Kate and Denis Dempsey, KInsale MEad Co.

The jury is still out on honey as a cure for hayfever, however, and there is a very scientific reason for that, according to Hanna.

“The honey that we produce is not filtered, so that it contains pollen from your local flora,” she says. “The idea is that if you eat this honey, you ingest the local pollen and then your system gets better at handling it. Anecdotally, a lot of our customers say it works.

“But when scientists are looking at this, they’re saying there are two different types of pollen: Windborne pollen and insect-borne pollen. A lot of the pollen people are allergic to is windborne.

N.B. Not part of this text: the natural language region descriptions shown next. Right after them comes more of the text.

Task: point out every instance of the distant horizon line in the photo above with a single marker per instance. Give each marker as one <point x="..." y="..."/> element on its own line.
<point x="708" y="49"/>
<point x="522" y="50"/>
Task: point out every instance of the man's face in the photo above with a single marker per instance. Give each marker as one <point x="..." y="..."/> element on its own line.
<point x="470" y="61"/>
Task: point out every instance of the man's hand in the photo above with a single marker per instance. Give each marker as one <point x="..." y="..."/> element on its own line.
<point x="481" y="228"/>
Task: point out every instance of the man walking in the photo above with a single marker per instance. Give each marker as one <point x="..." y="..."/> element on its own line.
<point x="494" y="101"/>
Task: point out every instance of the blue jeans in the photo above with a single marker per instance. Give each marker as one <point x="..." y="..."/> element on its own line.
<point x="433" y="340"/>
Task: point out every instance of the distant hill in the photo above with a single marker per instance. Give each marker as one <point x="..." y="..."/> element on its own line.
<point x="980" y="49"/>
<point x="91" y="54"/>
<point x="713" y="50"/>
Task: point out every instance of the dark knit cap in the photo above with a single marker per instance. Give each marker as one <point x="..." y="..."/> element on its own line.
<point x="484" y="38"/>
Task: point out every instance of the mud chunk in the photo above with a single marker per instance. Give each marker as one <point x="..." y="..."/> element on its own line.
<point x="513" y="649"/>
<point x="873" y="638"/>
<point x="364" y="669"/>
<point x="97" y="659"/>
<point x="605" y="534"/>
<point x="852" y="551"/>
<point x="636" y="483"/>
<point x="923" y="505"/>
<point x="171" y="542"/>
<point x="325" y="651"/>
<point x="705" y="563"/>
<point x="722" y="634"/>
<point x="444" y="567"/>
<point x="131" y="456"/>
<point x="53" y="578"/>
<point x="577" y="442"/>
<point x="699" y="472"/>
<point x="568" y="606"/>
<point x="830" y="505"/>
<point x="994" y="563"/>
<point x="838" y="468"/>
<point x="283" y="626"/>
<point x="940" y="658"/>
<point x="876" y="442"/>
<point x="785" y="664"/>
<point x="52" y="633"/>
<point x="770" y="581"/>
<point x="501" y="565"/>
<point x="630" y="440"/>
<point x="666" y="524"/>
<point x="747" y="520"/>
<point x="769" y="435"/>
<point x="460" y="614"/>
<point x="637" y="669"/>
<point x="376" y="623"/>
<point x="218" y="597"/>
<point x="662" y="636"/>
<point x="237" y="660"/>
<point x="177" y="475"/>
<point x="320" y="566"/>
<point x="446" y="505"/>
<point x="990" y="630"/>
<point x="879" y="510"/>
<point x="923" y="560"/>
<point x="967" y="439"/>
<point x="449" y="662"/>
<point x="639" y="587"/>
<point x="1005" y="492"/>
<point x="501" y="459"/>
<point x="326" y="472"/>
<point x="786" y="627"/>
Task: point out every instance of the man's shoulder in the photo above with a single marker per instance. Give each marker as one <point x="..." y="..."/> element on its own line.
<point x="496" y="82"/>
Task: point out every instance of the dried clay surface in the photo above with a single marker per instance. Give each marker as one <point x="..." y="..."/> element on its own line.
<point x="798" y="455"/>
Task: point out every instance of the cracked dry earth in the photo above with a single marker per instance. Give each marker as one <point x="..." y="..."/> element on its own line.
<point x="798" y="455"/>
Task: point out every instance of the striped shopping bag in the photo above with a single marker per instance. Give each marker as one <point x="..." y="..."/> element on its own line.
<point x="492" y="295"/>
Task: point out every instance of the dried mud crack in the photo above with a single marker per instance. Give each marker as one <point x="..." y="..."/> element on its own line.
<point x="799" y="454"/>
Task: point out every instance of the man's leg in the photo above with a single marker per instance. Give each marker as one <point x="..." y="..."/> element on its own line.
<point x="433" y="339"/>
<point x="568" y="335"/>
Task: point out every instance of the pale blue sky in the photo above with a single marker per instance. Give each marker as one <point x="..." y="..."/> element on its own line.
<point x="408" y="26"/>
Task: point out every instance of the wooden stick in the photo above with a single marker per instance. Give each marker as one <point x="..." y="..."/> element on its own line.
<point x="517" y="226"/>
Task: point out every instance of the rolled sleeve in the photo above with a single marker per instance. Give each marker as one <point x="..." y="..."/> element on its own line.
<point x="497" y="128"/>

“Insects don’t visit those plants. So the science says it shouldn’t work. But then, if you look at the different pollen proteins, some of them would be different, but some would be the same in the different types of pollen. On top of that, it’s more than likely bees pick up ambient pollen when they’re flying and that ends up back in the colony. So some of it might come through in the honey.”

We need bees. They pollinate crops, which feed humans and animals, and, in turn, those animals provide us with meat and milk and eggs. Bees also pollinate trees and wildflowers, creating an ecosystem, habitat, and food source for other creatures. Bees are crucial to our survival. So, should we all start keeping bees to help them thrive?

“We have over 100 species of bees in Ireland,” says Aoife. “Apart from the honeybee, bumble bees and solitary bees, they are in more danger, because they don’t have beekeepers looking after them and their habitat is being destroyed more and more every year. 

"Our hedgerows are the number-one, most important habitat for all bees in Ireland. So the best action someone can take is to make their surroundings more pollinator-friendly, rather than getting a hive of bees.”

So, for the summer months at least, keep those hedge trimmers and lawnmowers in the shed.